In [1]:
from __future__ import absolute_import
from __future__ import division
from __future__ import print_function
from datetime import datetime
from train import *
from loss import *
from accuracy import *
from model import *

import cifar_input
import os.path
import time
import numpy as np
import tensorflow as tf

In [None]:
max_steps = 20000
train_dir = 'cifar100_alexnet_model/'
batch_size = 128
log_device_placement = False

In [None]:
with tf.Graph().as_default():
    global_step = tf.contrib.framework.get_or_create_global_step()
    
    # Generating images and its labels
    # build_inputs('cifar10/cifar100', cifar dataset dir, batch size, mode)
    images, labels = cifar_input.build_input('cifar100', '../../cifar/cifar100/train.bin', batch_size, 'train')
    
    # Creating graph. NUM_CLASESS=10 (CIFAR-10) or NUM_CLASESS=100 (CIFAR-100)
    logits = inference(images, NUM_CLASSES=100)
    
    # Loss/Error and Accuracy
    losses = loss(logits, labels)
    accuracies = accuracy(logits, labels)
    
    # Our train_op (Only minimizing loss)
    train_op = train(losses, global_step, batch_size)
    
    
    # SessionRunHook. Logging will be done each x steps.
    class _LoggerHook(tf.train.SessionRunHook):
        
      def begin(self):
        self._step = -1
        # Creating train_dir if it does not exist and writing to log file
        if not os.path.exists(train_dir):
            os.makedirs(train_dir)
        open(train_dir+'training_data.csv', 'w').close()
        f = open(train_dir+"log.txt",'ab')
        f.write('\n\n==== Run ===\nInfo: Alexnet\n')
        f.close()

      def before_run(self, run_context):
        # Increment step, reset start_time, and asking for loss and accuracy tensor
        self._step += 1
        self._start_time = time.time()
        return tf.train.SessionRunArgs([losses, accuracies])

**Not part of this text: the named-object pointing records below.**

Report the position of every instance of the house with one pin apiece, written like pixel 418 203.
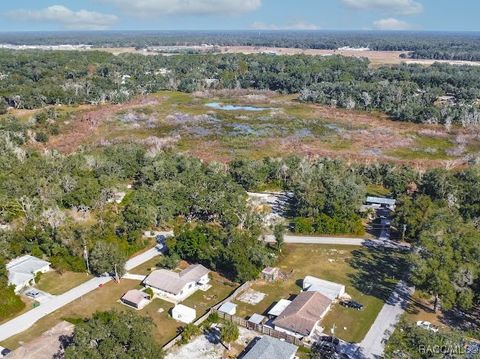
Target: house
pixel 22 271
pixel 279 307
pixel 183 314
pixel 330 290
pixel 302 316
pixel 228 308
pixel 177 286
pixel 257 319
pixel 271 274
pixel 136 299
pixel 271 348
pixel 381 202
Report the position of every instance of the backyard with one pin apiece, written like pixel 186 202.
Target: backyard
pixel 57 283
pixel 107 298
pixel 368 274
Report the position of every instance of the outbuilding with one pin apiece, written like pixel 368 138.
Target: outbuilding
pixel 136 299
pixel 184 314
pixel 228 308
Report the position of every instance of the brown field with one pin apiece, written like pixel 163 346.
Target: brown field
pixel 177 120
pixel 376 58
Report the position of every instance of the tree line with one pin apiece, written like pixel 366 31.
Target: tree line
pixel 440 93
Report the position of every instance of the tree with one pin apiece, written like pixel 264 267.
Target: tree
pixel 107 258
pixel 229 333
pixel 190 331
pixel 279 234
pixel 114 335
pixel 445 261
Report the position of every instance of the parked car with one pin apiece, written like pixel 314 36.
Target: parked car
pixel 329 339
pixel 32 293
pixel 4 352
pixel 352 304
pixel 427 325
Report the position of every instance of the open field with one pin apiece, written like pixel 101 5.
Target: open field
pixel 55 283
pixel 369 276
pixel 107 298
pixel 376 58
pixel 281 127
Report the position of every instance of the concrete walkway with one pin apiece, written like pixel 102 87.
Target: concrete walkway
pixel 373 345
pixel 132 276
pixel 26 320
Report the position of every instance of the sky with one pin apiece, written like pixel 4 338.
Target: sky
pixel 419 15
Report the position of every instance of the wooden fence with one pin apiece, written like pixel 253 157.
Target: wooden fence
pixel 204 317
pixel 262 329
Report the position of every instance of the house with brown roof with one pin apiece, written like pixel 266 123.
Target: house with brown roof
pixel 177 286
pixel 301 317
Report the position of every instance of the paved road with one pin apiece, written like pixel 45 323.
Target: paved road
pixel 373 344
pixel 337 241
pixel 26 320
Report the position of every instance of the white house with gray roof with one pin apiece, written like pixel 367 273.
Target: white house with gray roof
pixel 177 286
pixel 22 271
pixel 271 348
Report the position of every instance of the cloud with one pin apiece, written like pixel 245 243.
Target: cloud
pixel 187 7
pixel 401 7
pixel 69 19
pixel 391 24
pixel 301 25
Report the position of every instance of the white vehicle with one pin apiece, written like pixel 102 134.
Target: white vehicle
pixel 427 325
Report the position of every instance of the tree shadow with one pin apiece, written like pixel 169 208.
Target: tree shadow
pixel 377 272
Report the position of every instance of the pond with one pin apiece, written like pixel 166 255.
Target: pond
pixel 219 106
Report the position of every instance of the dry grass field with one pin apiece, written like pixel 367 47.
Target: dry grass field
pixel 284 126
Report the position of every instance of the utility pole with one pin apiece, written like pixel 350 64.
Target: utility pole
pixel 85 256
pixel 403 231
pixel 116 273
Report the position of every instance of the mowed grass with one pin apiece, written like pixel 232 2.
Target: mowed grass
pixel 108 297
pixel 369 276
pixel 55 283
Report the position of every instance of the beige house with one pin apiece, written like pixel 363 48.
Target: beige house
pixel 22 271
pixel 301 317
pixel 136 299
pixel 177 286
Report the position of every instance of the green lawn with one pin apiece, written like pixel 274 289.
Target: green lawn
pixel 369 276
pixel 55 283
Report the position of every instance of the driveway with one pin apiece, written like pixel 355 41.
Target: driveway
pixel 26 320
pixel 373 345
pixel 42 296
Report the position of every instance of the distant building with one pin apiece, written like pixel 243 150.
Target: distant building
pixel 184 314
pixel 271 348
pixel 279 307
pixel 228 308
pixel 177 286
pixel 136 299
pixel 382 202
pixel 302 316
pixel 22 271
pixel 271 274
pixel 257 319
pixel 330 290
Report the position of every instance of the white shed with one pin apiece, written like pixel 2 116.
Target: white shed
pixel 184 314
pixel 330 290
pixel 228 308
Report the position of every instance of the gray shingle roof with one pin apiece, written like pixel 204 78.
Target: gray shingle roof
pixel 271 348
pixel 173 282
pixel 303 313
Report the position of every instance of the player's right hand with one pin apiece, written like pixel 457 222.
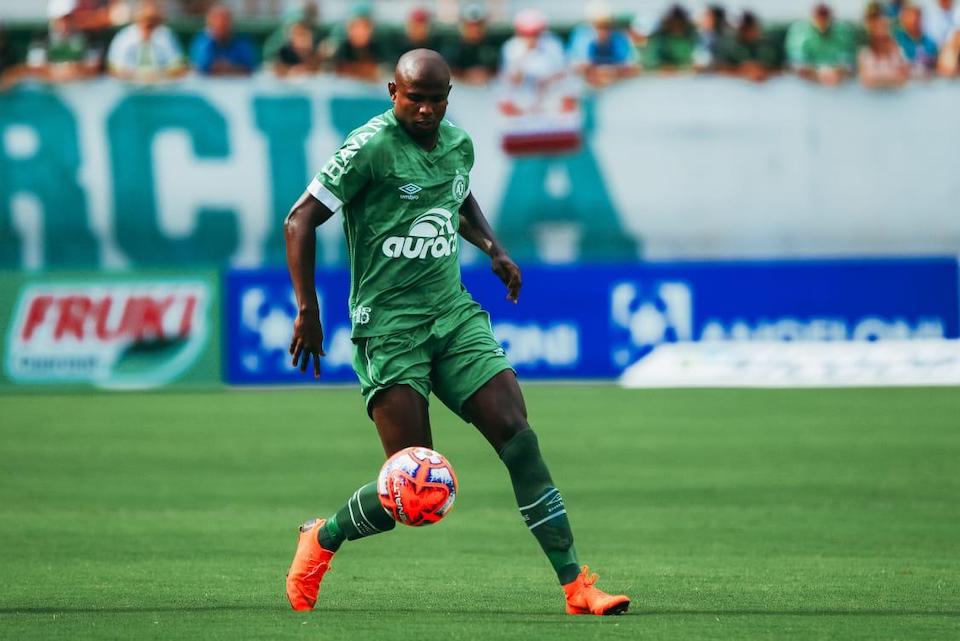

      def after_run(self, run_context, run_values):
        duration = time.time() - self._start_time # Calculating time
        loss_value = run_values.results[0]
        accuracy_value = run_values.results[1]
        # Printing log, accuracy, and loss
        if self._step % 10 == 0:
          print("{0}: step {1}, error = {2:.4f}, accuracy = {3:.4f}. ({4:.3f} sec/step)\n".format(
              datetime.now(), self._step, loss_value, accuracy_value, float(duration)))
                
          f = open(train_dir+"log.txt",'ab')
          f.write("{0}: step {1}, error = {2:.4f}, accuracy = {3:.4f}. ({4:.3f} sec/step)\n".format(
              datetime.now(), self._step, loss_value, accuracy_value, float(duration)))
          f.close()
                
          f = open(train_dir+"training_data.csv",'ab')
          f.write('{0},{1},{2}\n'.format(self._step, loss_value, accuracy_value))
          f.close()
            
    with tf.train.MonitoredTrainingSession(checkpoint_dir=train_dir,
                                           hooks=[tf.train.StopAtStepHook(last_step=max_steps),
                                                  tf.train.NanTensorHook(losses),
                                                  _LoggerHook()],save_checkpoint_secs=30, 
                                           config=tf.ConfigProto(
                                               log_device_placement=log_device_placement)) as mon_sess:
        while not mon_sess.should_stop():
            mon_sess.run(train_op)

INFO:tensorflow:Create CheckpointSaverHook.
INFO:tensorflow:Saving checkpoints for 1 into cifar100_alexnet_model/model.ckpt.
2017-03-11 20:27:48.033402: step 0, error = 8.6898, accuracy = 0.0078. (2.223 sec/step)

2017-03-11 20:27:50.225919: step 10, error = 8.6442, accuracy = 0.0156. (0.238 sec/step)

2017-03-11 20:27:52.620549: step 20, error = 8.5897, accuracy = 0.0469. (0.235 sec/step)

2017-03-11 20:27:54.999509: step 30, error = 8.5447, accuracy = 0.0469. (0.239 sec/step)

2017-03-11 20:27:57.372246: step 40, error = 8.4984, accuracy = 0.0312. (0.241 sec/step)

2017-03-11 20:27:59.703830: step 50, error = 8.4414, accuracy = 0.0156. (0.248 sec/step)

2017-03-11 20:28:02.029446: step 60, error = 8.3400, accuracy = 0.0000. (0.224 sec/step)

2017-03-11 20:28:04.348430: step 70, error = 8.2531, accuracy = 0.0312. (0.226 sec/step)

2017-03-11 20:28:06.469661: step 80, error = 8.1410, accuracy = 0.0391. (0.228 sec/step)

2017-03-11 20:28:08.526651: step 90, error = 8.1104, accuracy = 0.